From what you said above it sounds as if you might be waiting for data to be acknowledged before sending more (not totally clear, though) - I think that would definitely cause throughput problems.

I'm getting about 128kB/s on a 1Mbit/s link. I have one task reading a Flash sector (512B), then copying it 128B at a time to my Characteristic's buffer, then sending a request to the BLE task (via a FreeRTOS queue) to update the value on CPU2 from that buffer. The BLE task does that by calling aci_gatt_update_char_value(), which takes however long and may return an error if CPU2 is "too busy" (I'm vague on the details of that!). If I get an error, I just retry "immediately", within the constraints of FreeRTOS's queueing and scheduling overhead.

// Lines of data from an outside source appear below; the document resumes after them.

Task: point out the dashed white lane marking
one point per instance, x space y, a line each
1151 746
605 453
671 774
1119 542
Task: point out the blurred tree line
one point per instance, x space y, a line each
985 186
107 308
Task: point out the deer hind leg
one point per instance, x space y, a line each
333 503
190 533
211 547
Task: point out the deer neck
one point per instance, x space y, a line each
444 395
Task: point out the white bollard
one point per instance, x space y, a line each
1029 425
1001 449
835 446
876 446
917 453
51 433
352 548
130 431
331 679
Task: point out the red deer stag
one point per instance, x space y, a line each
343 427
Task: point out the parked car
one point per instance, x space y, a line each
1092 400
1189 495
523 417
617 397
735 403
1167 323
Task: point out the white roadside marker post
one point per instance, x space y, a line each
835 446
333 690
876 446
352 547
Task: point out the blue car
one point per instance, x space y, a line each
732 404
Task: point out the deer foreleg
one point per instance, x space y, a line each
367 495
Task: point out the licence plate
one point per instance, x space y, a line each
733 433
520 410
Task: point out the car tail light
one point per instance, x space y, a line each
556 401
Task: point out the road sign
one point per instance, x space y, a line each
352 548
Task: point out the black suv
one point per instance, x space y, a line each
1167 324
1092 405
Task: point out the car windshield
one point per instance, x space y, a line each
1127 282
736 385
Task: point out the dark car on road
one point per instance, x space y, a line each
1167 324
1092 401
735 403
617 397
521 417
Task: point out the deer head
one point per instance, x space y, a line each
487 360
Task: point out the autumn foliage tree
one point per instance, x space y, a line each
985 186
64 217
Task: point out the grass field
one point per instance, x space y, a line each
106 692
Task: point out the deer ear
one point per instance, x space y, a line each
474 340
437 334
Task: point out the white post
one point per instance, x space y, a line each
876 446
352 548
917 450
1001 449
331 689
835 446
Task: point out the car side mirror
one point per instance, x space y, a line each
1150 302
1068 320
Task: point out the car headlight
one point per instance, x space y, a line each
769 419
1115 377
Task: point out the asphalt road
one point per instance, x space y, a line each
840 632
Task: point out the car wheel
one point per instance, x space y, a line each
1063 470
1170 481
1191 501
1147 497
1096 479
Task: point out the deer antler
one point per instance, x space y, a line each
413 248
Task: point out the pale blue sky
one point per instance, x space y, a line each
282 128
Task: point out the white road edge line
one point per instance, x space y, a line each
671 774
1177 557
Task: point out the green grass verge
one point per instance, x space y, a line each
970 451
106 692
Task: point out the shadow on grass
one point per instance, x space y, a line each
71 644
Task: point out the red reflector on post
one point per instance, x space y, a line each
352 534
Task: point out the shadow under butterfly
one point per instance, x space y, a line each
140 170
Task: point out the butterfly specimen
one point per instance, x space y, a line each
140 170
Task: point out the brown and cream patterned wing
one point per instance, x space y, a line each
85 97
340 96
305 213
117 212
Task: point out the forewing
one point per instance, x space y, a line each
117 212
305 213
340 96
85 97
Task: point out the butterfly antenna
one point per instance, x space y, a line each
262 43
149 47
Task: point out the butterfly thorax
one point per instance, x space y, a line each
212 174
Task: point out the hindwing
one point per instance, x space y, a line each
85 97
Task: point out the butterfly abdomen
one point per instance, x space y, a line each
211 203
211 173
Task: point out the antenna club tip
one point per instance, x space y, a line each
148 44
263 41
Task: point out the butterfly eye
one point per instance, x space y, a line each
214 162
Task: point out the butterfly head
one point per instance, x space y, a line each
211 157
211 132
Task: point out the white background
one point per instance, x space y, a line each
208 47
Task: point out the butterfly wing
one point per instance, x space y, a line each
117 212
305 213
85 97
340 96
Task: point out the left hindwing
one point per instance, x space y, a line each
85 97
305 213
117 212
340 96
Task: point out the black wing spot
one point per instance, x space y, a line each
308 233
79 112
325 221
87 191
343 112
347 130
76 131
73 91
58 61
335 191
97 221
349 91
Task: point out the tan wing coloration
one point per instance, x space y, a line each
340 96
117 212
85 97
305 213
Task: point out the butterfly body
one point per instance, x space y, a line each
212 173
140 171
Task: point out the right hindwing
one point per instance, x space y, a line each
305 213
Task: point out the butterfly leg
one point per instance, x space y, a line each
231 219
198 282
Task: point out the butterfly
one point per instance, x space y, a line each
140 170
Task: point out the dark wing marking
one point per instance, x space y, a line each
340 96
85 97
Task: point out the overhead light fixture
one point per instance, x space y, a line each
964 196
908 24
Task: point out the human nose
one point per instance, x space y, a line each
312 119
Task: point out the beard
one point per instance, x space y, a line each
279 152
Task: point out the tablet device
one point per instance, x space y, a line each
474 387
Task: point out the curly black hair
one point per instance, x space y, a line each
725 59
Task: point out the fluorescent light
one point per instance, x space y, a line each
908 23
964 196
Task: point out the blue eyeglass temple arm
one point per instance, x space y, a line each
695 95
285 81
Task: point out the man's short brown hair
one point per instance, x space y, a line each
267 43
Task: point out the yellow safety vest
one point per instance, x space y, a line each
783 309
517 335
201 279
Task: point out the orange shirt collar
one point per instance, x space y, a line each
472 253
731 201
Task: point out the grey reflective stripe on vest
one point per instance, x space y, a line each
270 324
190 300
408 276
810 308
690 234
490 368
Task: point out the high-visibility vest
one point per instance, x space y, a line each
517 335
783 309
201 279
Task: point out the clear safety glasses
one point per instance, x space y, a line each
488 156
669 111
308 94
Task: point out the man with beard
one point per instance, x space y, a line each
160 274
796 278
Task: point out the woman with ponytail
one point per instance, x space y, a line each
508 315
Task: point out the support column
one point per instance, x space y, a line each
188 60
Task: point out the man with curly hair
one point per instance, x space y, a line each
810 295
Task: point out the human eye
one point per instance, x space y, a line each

My target client is an iOS app, so I'm limited to a 185-byte MTU, hence the convenient choice of 128-byte notification payloads. I've done a little debug using Windows: the throughput on that is OK, though it can take an age to connect for some reason.

OCatt.1
Associate III
December 7, 2021

Hi @jro​ ,

When you say you have to break out of the outermost while() loop, is that because hci_cmd_resp_wait() is stalled, or because it gets released but there's then nothing useful in HciCmdEventQueue?

The situation I'm getting appears to be that there is nothing useful in HciCmdEventQueue, thus causing the while loop to go infinite.

 I seem to recall there's a bunch of tricky setup required to get the IPCC interrupt to vector into the BLE handler code.

Thank you for letting me know of this, I will give this area a look to see if it could allow me to at least not have to brute force out of the loop!

From what you said above it sounds as if you might be waiting for data to be acknowledged before sending more (not totally clear, though) - I think that would definitely cause throughput problems.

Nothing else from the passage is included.